«No al supermercato in via Monte Faito»

Il Movimento 5 Stelle annuncia battaglia per bloccare il progetto: pronti a difendere l’area verde
PESCARA. Si riaccende lo scontro sul progetto di un nuovo centro commerciale in via Monte Faito. «Condividiamo e sosteniamo», hanno detto i consiglieri del Movimento 5 Stelle Erika Alessandrini, Paolo Sola, Giampiero Lettere e Massimo Di Renzo, «la posizione dei cittadini contrari alla costruzione di un supermercato in via Monte Faito, riproposto in pieno agosto dalla giunta Masci, da fermare a ogni costo prima di perdere l'ultima area verde presente nella zona. Con il solito asse destra-sinistra, si sta perpetrando un' ennesima speculazione edilizia su un'area destinata originariamente e per intero a spazio pubblico per i cittadini e dove ora invece potrebbe vedere la luce un altro supermercato».

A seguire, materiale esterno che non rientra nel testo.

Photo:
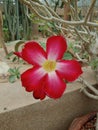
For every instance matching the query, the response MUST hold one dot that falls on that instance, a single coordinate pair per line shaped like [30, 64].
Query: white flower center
[49, 65]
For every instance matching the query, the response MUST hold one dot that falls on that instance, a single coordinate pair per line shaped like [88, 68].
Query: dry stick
[97, 122]
[88, 85]
[73, 23]
[89, 94]
[1, 35]
[89, 11]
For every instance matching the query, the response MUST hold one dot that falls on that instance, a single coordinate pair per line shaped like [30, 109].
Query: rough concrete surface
[19, 111]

«Già nel 2017», hanno ricordato i consiglieri, «il Movimento 5 Stelle si schierò contro l'ipotesi di costruzione di un supermercato, che fu fermato nella commissione consiliare precedente alla seduta di consiglio comunale convocata per la sua approvazione, grazie alla fermezza e determinazione del neo costituito comitato “Salviamo il verde che c'è”. Ma oggi, grazie alla variante urbanistica approvata dal Pd per le aree B10, tutti gli ostacoli presenti nel 2017 che ne rendevano difficoltosa l'approvazione sono stati eliminati ed è stata spianata la strada alla realizzazione dell'ennesimo scatolone di cemento destinato a supermercato, in un'area tra l'altro ad alto rischio alluvionale, come dimostrato lo scorso anno con gli enormi allagamenti della zona».

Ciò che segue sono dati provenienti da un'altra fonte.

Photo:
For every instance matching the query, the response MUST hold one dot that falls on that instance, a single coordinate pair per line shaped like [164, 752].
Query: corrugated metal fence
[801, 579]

«Il M5S», ha sottolineato la capogruppo Alessandrini, «aveva a suo tempo proposto di destinare l'area in via Monte Faito a verde pubblico ma tale richiesta fu respinta dall'allora maggioranza di centrosinistra a guida Pd, che contemporaneamente approvava anche un altro supermercato a pochi metri da via Monte Faito, all'angolo tra via Monti di Campli e strada vecchia della Madonna. Purtroppo, rileviamo che per destra e sinistra la priorità di oggi è quella di costruire capannoni in pieno centro cittadino, piuttosto che parchi e spazi aperti per la popolazione».

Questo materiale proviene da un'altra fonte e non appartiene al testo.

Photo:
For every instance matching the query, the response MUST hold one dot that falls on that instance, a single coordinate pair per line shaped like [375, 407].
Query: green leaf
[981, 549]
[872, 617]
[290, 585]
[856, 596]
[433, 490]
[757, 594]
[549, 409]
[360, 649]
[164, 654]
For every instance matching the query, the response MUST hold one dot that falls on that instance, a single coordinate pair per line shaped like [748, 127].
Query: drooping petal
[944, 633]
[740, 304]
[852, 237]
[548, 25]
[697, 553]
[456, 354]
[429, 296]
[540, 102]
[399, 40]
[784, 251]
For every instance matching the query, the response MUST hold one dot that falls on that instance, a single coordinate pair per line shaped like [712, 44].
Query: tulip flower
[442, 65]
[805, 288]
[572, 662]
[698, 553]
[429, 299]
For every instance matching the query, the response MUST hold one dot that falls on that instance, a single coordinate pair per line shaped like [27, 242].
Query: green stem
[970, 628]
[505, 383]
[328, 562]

«Come se non bastasse», ha aggiunto Lettere, «Pd e centrodestra hanno sostenuto l'introduzione a Pescara della monetizzazione degli standard che favorisce proprio i progetti come quello di via Monte Faito. Progetti che altrimenti non si sarebbero mai potuti approvare. In buona sostanza, il costruttore obbligato a cedere parte delle proprie aree a verde e parcheggio può optare, in alternativa alla loro cessione, al pagamento di una somma in denaro. Praticamente la svendita del territorio, considerando che poi, come di consueto, quei soldi non vengono impiegati nell'acquisizione di altri spazi per i cittadini».